Before procuring a copy of *mushroom.man* by Paolo Tullio, author of *North of Naples, South of Rome*, I was apprehensive — even cynical — about reading an Irish novel with a subplot which utilises an exchange of email message exchanges between the two first-person narrators. Indeed, I had an olfaction of bandwagon-hopping in pursuit of bestseller heaven.
I was however, wrong. *Mushroom.man* diluted my doubts, and for me, shook dust from old oxidised trains of thought with a clarity I’ve rarely encountered outside the works of Robert Anton Wilson or Paul Devereux.
The novel concerns itself with two main characters, a young British psychologist sojourning in the University of Iowa, who stumbles across the Internet postings of the mysterious mushroom.man, an ex-artificial intelligence programmer who has dropped-out to live a life of recreational, academic, spiritual and culinary mycology , somewhere in the depths of the Irish countryside.

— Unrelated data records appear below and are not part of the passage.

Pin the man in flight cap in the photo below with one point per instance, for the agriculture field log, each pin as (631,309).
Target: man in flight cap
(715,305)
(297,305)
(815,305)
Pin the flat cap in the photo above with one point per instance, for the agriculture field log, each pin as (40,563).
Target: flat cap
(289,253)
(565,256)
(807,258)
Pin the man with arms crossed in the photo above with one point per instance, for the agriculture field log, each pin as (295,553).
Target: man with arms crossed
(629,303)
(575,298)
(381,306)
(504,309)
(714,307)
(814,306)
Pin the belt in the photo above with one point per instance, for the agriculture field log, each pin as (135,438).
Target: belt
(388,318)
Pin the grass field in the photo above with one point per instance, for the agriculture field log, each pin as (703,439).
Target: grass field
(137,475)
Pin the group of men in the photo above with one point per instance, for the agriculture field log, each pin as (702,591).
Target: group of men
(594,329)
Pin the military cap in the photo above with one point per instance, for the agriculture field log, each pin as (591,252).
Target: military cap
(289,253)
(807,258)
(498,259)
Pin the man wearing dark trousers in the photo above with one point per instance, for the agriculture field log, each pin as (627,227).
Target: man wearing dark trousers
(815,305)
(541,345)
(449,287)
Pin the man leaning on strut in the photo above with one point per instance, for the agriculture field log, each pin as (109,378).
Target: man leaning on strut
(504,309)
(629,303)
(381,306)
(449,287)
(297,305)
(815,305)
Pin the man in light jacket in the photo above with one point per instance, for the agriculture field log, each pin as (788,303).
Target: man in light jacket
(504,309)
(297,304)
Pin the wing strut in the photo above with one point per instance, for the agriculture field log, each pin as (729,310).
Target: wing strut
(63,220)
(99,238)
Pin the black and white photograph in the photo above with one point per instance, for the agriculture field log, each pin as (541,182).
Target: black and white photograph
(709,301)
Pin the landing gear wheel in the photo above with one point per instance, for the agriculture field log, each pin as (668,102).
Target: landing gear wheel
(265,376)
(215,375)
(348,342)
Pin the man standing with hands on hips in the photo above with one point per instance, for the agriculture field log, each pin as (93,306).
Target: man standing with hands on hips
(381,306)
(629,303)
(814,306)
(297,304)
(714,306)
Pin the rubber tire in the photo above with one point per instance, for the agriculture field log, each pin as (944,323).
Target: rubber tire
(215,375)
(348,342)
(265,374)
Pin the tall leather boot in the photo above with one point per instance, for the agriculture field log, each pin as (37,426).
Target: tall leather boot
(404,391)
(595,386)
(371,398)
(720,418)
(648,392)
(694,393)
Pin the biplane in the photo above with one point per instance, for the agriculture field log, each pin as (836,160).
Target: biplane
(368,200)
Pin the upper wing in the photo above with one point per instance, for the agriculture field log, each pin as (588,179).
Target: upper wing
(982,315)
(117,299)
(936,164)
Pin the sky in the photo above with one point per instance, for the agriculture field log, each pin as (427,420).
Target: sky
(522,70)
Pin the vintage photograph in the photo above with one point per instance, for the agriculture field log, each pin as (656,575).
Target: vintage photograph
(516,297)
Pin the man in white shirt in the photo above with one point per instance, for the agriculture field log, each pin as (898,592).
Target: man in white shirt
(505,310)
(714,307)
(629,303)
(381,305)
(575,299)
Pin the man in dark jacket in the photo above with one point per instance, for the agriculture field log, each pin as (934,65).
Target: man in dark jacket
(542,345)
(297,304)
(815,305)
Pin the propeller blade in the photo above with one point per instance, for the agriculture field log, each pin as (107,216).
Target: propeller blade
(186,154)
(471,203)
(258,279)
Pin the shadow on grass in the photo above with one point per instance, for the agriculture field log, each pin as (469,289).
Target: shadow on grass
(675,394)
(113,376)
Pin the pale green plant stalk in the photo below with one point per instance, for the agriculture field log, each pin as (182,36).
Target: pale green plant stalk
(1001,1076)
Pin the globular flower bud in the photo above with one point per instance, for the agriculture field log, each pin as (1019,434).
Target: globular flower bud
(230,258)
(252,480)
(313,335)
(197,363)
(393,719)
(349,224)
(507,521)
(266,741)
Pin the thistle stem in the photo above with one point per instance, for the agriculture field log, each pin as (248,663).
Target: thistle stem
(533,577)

The psychologist, frustrated by the loneliness of his academic exile, seeks escapism, and attempts to find just what makes his mystery mycologist tick. He begins with direct interrogation — to no avail, instead receiving brush-offs in the shape of oblique meandering messages — possible cryptic analogies in answer to questions, or just whatever mushroom.man feels like ranting about.
The mushroom man states his abhorrence of proselytism, subtly forcing the ‘student’ to ask indirect questions in order to receive more direct — if slightly irrelevant answers. As the email relationship develops, we learn more about the ascetic earthy life of the mushroom.man, his demons, his ghosts, his tormentors, neighbours (local cocaine dealers and immortalist cults) and past loves, as well as his various insights into life, death and the world of hallucinogens. The mood for each chapter is set by accompanying fungi illustrations and short descriptions, their characters so befitting as to prove that Tullio — himself a Co. Wicklow restaurateur — knows his ‘shrooms.
Inspired, the psychologist integrates the ravings of the mushroom.man into an academic paper entitled ‘Chronic Abuse of Psychedelics’, trying in vain to steer the course of the results to achieve the result he desires — to prove that the the mushroom man has displayed schizophrenic behaviour which can be blamed on the intake of mushrooms. Hardly excusable scientific methodology . . .
Tullio’s talent really shines through to a deeper level, when it becomes more apparent to the reader that they can identify themselves with *both* characters — one a well-behaved conservative striving to escape a humdrum existence, and the other a semi-hermit, torn between asceticism and frail sociability, whilst coping with what might — or might not — be enlightenment.
Several currently hot memes make an appearance, Tullio explaining them in such a manner as to educate the uninformed reader without breaking pace. In particular, the mushroom.man’s opinion towards artificial intelligence; are we really in a position to create ‘artificial intelligence’, while unable to define just what intelligence is? The mushroom.man also raves about of fractals, analogising them in the context of trying to measure a ragged shoreline — how small is an inlet?
Paolo Tullio’s *mushroom.man* is a warm, *useful* and quite remarkable publication, which I would have no hesitation in recommending. Apart from all else, it’s the first fictional work I’ve come across in *any* media that has convincingly dealt with the day-to-day Internet experience.